Question about the inplace operation

In my forward function, I want to set all masked value be -inf after a sigmoid operation, here is my code:

    def forward(self, x, mask):
        x =
        x = self.linear2(x).squeeze(-1)
        score = torch.sigmoid(x)
        score[mask] = -math.inf
        return score

when execute the backward propogation, I got

RuntimeError: one of the variables needed for gradient computation has been modified by an inplace operation

but if I change the order of inplace operation and sigmoid function, this error will not occur:

    def forward(self, x, prev_w, mask):
        x =
        x = self.linear2(x).squeeze(-1)
        x[mask] = -math.inf
        score = torch.sigmoid(x)
        return score

under these circumstances, I also execute an inplace operation(x[mask] = -math.inf), but it works well in backpropagation (though the results are not what I want since the masked value are set to 0 after sigmoid operation, not -inf), so here is my question:

  1. what is the difference between these two types of codes when executing backpropagation in Pytorch? I know inplace operation is not allowed in backpropagation, but in my understanding,

x[mask] = -math.inf

is also an inplace operation, right?

  1. how can I correctly get what I want, in other words, set all masked value to be -inf after sigmoid operation and can also properly execute backpropagation?

Thanks for your help!

I found this issue on Github and maybe it’s related to my problem.
backward pass different behaviors with inplace operation

To my understand, when calculate the derivative of score, Pytorch’s autograd mechanism uses the formula S'(x) = S(x)(1-S(x)), which means we cannot change the S(x) because we need it. In my second case, the inplace operation is before the sigmoid operation, so the second case doesn’t raise error.

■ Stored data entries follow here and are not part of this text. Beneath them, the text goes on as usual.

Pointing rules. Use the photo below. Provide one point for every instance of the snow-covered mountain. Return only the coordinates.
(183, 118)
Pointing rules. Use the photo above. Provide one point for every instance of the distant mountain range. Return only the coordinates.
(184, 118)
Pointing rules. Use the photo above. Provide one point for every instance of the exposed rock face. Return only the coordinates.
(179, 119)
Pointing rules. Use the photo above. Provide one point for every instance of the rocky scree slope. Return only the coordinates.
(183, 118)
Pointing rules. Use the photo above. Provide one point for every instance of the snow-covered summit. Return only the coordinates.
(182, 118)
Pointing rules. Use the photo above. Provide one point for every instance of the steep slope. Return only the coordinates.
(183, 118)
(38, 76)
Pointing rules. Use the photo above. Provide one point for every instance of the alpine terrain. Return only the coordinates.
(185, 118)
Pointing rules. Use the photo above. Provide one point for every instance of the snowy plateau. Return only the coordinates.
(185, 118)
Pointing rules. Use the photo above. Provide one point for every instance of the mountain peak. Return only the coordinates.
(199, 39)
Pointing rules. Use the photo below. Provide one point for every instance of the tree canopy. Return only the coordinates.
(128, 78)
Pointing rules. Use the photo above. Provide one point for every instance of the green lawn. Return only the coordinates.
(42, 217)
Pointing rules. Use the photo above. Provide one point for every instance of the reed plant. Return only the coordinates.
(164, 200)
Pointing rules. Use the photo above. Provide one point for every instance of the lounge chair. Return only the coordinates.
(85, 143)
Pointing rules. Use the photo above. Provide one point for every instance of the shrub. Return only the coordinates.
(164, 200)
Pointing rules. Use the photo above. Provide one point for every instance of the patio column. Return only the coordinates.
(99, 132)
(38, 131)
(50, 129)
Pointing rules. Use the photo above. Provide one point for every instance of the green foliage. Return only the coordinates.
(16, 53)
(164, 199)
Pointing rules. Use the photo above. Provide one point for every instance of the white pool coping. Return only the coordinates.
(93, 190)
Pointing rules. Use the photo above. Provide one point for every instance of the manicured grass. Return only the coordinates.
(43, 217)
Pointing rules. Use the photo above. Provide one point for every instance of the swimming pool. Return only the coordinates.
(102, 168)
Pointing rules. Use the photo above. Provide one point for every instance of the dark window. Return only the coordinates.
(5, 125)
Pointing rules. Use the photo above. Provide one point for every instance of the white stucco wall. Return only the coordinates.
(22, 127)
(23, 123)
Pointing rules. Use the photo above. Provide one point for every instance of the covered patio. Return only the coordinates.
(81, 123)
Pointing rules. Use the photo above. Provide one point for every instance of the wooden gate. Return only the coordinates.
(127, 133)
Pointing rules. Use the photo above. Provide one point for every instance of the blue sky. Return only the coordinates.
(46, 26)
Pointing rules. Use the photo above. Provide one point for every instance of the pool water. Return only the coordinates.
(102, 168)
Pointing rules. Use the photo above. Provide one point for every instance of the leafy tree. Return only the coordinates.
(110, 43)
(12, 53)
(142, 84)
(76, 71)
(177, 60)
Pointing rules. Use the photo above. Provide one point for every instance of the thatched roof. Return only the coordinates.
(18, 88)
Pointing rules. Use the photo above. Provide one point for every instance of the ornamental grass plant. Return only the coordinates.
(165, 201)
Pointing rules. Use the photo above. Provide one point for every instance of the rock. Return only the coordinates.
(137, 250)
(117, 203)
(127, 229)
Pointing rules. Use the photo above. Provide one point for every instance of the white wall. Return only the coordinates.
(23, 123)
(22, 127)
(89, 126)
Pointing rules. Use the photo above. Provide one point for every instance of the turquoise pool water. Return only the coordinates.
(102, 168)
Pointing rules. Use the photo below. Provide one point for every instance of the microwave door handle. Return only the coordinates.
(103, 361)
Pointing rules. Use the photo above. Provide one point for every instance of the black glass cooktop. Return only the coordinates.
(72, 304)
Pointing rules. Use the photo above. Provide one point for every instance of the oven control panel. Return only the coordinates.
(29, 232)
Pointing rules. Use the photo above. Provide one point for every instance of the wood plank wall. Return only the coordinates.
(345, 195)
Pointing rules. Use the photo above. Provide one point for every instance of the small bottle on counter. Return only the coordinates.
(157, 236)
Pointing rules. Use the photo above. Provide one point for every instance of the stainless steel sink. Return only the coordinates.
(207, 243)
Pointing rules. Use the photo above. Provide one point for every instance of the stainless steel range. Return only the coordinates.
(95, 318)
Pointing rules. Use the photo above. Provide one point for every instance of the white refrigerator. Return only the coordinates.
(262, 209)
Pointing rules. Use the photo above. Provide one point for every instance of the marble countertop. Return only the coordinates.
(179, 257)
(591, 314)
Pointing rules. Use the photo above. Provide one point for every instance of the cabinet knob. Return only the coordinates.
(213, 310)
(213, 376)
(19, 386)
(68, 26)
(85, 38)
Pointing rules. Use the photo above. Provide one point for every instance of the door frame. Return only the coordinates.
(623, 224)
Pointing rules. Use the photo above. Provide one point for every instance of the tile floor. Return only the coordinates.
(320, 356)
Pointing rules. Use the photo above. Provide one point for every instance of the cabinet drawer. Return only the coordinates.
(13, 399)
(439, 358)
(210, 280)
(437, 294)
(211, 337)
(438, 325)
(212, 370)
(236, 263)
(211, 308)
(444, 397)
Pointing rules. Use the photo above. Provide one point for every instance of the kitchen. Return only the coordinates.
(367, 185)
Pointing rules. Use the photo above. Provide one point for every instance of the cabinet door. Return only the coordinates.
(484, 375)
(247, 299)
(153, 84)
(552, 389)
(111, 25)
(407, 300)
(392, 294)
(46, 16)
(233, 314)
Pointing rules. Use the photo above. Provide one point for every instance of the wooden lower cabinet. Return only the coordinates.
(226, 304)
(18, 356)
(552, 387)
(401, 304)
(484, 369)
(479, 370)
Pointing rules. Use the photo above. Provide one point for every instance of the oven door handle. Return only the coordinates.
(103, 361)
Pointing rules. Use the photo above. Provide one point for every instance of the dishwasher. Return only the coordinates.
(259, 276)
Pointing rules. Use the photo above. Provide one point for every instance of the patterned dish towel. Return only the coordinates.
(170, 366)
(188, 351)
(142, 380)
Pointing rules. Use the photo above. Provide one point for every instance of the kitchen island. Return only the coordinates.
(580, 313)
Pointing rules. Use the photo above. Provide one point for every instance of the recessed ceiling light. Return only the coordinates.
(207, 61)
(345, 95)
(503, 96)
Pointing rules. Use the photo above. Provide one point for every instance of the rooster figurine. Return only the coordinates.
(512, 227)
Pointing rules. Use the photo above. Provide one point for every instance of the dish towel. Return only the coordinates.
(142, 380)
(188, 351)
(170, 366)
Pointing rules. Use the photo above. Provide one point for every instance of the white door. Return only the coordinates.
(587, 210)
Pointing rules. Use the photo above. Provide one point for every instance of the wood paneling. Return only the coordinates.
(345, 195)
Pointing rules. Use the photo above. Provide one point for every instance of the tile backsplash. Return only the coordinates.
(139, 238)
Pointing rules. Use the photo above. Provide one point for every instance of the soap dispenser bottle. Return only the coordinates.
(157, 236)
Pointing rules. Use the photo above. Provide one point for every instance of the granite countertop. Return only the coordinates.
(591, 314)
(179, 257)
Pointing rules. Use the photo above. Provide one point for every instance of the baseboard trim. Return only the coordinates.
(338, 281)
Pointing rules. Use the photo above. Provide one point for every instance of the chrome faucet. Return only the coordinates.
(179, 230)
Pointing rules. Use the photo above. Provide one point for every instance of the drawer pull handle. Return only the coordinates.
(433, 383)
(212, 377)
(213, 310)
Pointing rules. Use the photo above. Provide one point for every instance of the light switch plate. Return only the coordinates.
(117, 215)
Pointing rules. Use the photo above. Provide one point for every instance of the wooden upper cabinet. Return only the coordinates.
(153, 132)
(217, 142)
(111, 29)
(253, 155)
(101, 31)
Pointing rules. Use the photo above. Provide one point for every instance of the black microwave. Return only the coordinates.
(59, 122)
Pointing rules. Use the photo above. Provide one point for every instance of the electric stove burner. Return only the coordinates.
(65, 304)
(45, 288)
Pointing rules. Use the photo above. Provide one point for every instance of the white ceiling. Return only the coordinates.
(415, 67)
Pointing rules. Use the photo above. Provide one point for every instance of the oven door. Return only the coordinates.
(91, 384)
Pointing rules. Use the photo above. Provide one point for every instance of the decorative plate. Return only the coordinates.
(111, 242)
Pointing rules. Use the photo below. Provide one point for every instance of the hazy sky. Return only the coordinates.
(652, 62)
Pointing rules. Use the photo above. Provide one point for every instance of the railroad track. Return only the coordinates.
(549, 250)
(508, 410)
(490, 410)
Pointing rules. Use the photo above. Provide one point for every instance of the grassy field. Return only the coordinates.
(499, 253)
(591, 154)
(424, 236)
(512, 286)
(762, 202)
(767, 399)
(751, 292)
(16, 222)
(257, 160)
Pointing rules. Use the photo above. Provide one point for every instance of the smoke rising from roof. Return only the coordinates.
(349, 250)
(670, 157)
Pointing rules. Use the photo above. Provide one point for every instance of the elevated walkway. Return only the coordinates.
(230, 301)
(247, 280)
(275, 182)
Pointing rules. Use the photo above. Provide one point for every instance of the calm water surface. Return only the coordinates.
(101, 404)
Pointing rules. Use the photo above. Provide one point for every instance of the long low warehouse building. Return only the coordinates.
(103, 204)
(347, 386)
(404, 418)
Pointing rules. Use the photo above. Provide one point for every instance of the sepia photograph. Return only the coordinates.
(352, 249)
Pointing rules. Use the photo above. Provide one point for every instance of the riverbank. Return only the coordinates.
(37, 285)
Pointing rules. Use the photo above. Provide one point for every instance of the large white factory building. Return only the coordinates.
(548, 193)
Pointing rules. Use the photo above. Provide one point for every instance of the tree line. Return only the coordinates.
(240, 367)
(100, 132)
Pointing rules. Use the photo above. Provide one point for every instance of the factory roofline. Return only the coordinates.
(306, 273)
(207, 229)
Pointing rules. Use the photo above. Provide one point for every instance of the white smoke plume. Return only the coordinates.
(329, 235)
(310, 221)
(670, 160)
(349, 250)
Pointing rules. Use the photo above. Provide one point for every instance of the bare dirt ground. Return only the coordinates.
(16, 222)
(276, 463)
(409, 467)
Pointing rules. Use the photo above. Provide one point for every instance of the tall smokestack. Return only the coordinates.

But here comes another question (:cry:), why the inplace operation on x doesn’t raise error? or more clearly, why the following codes doesn’t raise error?

a = torch.randn((5), requires_grad=True)
b = 2*a + 1
c = b*b + 1
b[1] = 0.
d = torch.mean(b)

in this case, b is needed to correctly compute the gradient of c, but b is modified after c, why this case doesn’t raise error?

why the inplace operation on x doesn’t raise error?

Because in your second example, you change x before the sigmoid. So that is fine.

If you were modifying x after doing the sigmoid, it wouldn;t be a problem either as the sigmoid only requires its output to compute the gradient, not its input.
If you want to see the details, you can see here that result is used to compute the gradients but not self. So you can modify self as much as you want.

Your example code

I think you have a typo as you never use c :slight_smile: